Agree…mine is the only tree I’ve ever had that has never needed touched with pruners. Mine is on EMLA 27 and it grows in the nicest natural fan shape. It hasn’t grown a lot since planting though because it has always been very burdened with heavy loads of apples from spring to winter. It is very slowly “fattening” up though.
Holly…that is a super nice looking espalier! I really, really like it. That tree is going to make a ton of apples. I’ll post a pic tomorrow of mine, it’s never been pruned (at all, aside from removing one root sucker) and is in it’s 3rd year since planting here.
I know nothing about espalier, but if it were me, I’d allow one more set of laterals at the top, spaced the same as the others. That would allow just a 1’ leader on top with the top tier laterals and leader all reaching exactly the same height. To me, that would be the most efficient use of space and also the most pleasing to the eye. I would only cut the laterals to remain even and in balance. There definitely is no need to prune to encourage fruiting with this variety as it wants to make WAY, WAY too many apples already.
I’d bet anything that it fruits next year, but if it doesn’t that might be good for getting the tree a little more robust in the meanwhile.
Mike and Appleseed - Thanks for the compliments; I’m hoping it will continue along smoothly. I have others that are not going so well, and some even died this summer.
But having some trees doing exactly what I hoped for keeps the spirits up!
Attached below is a drawing for what I planned for that espalier. While my overall multigraft plan is in constant flux, right now I’m planning on cutting the leader over to a piece of Reine de Reinettes in the spring, then forming the 5th angled tier and the little tophat section from that.
I’m still a pretty inexperienced grafter but I have done some successful ones on wild trees on the bikepath I take to work. Hopefully a whip and tongue at the top like that will take off relatively easily.
Mike - thanks for the pruning advice. I had been thinking nipping back the laterals would encourage more vigorous growth in them so they can reach their intended lengths. But based on what you guys have to say I’ll just trim them to even things up if they get far out of whack.
The trellis is made of western red cedar and aluminum, with stainless fasteners, cables and stays. I CNC cut the offset bracket things; here is a side picture from a year ago, which in fact nicely shows the Gold Rush tree in question before this season’s growth.
Ha ha, that is my next door neighbor (catholic church). Most of the time they are better than living next to another house, and they definitely have a nice looking building.
Hambone, Rubinette has gotten some fireblight but never horrible. Reine des Reinettes is not as intense.
Holly, those espalier do look very nice. It also reminded me of your dead trees and that I was going to paint some neem on one side of my G11 but forgot to. Will try next year as I am curious.
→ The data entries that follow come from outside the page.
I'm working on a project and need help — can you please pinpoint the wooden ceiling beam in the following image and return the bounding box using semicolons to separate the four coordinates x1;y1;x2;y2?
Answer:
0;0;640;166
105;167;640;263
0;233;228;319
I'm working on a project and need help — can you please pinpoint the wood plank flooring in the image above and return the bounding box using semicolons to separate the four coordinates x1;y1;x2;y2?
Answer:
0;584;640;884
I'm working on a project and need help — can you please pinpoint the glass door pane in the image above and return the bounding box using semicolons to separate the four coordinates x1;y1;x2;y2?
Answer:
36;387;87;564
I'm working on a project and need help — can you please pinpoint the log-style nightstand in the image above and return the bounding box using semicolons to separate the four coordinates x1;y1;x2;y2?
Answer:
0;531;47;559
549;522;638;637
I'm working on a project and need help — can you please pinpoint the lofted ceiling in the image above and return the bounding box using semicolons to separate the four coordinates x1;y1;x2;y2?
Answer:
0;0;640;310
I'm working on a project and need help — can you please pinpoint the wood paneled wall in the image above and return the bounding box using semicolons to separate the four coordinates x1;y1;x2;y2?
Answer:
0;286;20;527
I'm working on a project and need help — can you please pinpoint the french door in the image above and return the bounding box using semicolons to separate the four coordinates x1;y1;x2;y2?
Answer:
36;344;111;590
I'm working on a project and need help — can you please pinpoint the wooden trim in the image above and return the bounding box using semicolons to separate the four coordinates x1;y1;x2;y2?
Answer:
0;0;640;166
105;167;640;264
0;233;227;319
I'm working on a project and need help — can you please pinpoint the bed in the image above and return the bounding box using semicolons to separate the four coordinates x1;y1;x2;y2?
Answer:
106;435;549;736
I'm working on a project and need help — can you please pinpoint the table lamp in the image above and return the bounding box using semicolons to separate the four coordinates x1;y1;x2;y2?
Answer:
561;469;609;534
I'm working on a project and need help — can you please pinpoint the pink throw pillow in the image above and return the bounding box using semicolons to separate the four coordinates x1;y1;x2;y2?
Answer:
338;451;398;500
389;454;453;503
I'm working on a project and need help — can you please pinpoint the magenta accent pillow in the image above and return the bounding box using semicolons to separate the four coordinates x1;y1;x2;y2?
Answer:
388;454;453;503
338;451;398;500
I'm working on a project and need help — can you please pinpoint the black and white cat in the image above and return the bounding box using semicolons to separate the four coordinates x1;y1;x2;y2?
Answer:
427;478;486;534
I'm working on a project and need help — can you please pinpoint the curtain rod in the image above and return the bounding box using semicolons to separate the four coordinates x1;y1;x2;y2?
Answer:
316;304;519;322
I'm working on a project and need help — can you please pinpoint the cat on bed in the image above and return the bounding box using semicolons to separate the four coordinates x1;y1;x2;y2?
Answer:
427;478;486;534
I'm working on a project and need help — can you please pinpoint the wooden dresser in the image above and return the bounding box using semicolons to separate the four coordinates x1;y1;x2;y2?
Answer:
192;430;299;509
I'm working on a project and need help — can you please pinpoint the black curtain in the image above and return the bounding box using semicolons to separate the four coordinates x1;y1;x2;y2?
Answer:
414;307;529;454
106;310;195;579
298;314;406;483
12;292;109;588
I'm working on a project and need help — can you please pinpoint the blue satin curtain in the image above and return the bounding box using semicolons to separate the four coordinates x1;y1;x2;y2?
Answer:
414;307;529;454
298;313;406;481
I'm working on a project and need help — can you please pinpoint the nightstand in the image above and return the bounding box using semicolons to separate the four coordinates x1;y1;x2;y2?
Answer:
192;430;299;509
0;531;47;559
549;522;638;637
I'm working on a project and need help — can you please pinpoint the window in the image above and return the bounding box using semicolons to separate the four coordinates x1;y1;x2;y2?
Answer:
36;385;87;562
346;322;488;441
Generally not a good idea to pull scaffolds to a 90 degree angle. 65 degrees will not stunt their growth, although most varieties spread to 90 would send uprights from the scaffolds, but the Goldrush is simply spending all the energy of scaffolds to flower buds.
My limited experience pulling down apple limbs (around + or - 60 degrees) is that it slows their vigorous growth, but most definitely does send up vigorous upright growth. This kinda stinks, because that’s not what we’re shooting for, but does have the benefit (as observed in my limited observation) of slowing out of control upward growth as well as increasing monumentally the branch diameter.
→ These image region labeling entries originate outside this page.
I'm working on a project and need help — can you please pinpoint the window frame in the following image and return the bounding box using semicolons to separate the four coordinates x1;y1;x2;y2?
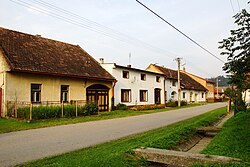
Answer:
121;89;132;103
122;70;129;79
60;85;69;103
139;90;148;102
172;80;176;87
141;74;146;81
30;83;42;103
182;92;186;99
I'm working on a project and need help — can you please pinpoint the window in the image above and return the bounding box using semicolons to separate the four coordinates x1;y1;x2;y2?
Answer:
122;71;129;79
121;89;131;102
141;74;146;81
182;92;186;99
61;85;69;103
140;90;148;102
30;84;41;103
172;81;176;86
156;76;161;82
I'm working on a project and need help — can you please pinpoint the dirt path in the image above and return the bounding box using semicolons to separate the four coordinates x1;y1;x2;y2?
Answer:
0;103;226;167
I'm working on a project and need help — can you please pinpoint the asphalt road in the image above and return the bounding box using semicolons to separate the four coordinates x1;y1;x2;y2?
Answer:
0;103;226;167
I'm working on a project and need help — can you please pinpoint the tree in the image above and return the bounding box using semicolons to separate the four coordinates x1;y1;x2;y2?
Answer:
219;9;250;112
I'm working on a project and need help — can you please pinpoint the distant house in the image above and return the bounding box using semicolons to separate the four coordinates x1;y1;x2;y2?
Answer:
101;60;165;106
146;64;207;102
181;70;215;102
0;28;115;116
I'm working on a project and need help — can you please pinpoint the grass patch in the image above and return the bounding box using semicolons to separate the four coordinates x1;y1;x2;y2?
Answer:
0;104;202;133
199;109;250;166
16;107;226;167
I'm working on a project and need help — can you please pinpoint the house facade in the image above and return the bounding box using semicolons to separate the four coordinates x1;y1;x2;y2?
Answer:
101;62;165;106
181;70;215;102
146;64;207;102
0;28;115;117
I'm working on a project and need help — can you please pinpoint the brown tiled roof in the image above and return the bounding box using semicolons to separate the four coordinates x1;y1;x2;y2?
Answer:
151;65;207;91
0;27;114;80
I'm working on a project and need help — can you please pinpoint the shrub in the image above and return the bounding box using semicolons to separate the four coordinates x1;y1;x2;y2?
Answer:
115;103;128;110
166;100;187;107
166;100;178;107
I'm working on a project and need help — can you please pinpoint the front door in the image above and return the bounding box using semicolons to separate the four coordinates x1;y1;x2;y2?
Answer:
0;88;3;117
87;84;109;111
155;88;161;104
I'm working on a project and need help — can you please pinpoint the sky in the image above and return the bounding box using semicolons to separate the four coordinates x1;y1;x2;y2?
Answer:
0;0;250;78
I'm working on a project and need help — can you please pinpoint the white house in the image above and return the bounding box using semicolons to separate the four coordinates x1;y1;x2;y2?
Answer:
100;59;165;106
146;64;207;102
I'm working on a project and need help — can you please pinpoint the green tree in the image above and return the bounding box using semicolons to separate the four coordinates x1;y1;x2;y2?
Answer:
219;9;250;112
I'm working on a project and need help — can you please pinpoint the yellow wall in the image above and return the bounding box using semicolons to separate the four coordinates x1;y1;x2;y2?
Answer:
2;72;112;115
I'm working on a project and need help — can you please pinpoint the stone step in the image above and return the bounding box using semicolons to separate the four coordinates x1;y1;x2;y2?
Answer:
134;148;241;166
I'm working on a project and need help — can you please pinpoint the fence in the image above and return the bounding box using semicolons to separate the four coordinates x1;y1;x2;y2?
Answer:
7;100;98;120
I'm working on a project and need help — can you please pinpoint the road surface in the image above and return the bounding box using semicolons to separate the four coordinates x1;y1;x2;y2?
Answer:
0;103;226;167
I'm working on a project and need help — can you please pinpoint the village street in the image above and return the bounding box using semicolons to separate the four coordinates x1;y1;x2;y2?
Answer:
0;103;226;167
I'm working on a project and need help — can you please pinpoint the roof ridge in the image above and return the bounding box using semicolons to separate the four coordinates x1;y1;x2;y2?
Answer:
0;27;79;46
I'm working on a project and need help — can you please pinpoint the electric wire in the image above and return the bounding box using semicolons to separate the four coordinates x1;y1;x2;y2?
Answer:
230;0;235;15
136;0;225;63
237;0;240;12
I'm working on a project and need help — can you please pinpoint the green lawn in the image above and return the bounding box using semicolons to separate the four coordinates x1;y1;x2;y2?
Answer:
199;109;250;166
0;104;202;133
16;107;226;167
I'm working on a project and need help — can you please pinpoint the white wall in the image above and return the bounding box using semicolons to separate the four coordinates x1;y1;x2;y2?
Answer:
101;64;165;106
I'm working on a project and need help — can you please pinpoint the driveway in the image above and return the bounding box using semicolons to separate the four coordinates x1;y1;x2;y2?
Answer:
0;103;226;167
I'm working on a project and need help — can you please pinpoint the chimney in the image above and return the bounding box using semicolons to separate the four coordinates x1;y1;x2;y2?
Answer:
99;58;104;64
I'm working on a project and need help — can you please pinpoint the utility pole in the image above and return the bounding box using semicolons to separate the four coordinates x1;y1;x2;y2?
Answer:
175;57;181;107
216;76;219;99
My aforementioned “limited experience” does include Goldrush among others. In short, I’m basically agreeing with everything Alan says, but also agreeing with Bill, it definitely does appear that your’s has directed it’s energy upwards in lieu of sending up vertical growth. Mamuang…is sunlight an issue here you think? I cannot tell what time of day it is in this photo, but for whatever reason it seems like maybe evening? If that’s right then would it be accurate to say it receives mostly western sun, since it is leaning that way?
It really is reaching for the sky as you said.
Did you get apples from it?
The other affect of bending branches all the way to horizontal and lower is that branches then tend to store more carbos for fruit production. It is useful in species and varieties that refuse to GROW UP sexually but insist on doing so vegetatively.
Festooning is an old English technique often used on E. plums to encourage fruiting where branches are pulled down well below horizontal. You deal with water sprouts with summer pruning so the lowered branches continue to receive good light. It seems to be effective IME. I also use it a lot with N. Spy, the most upward growing, Peter Pan of a variety of apple I grow.
It would be precisely the wrong way to train GR unless it was an espalier. Then you’d pull the branches down annually after they had a chance of some upward growth.
I’m still learning the art of limb bending and I have some ranging from 45 to 90 degrees. The scaffolds with approximately 65 degrees seem to be working best for me. They tend to continue growing and also send out fruit spurs. As someone in a previous post said it is easier to start the bending while the trees are small. Thanks Bill
Its my understanding that the proper training technique depends more on the apple tree spacing than the variety. Where trees are planted close together in a high density orchard on a dwarf rootstock, its necessary to bend the lateral limbs down to keep them from exceeding the available space and to keep their diameter small. Starting around year 4, the largest diameter lateral branch is removed each year and each branch is “simplified”.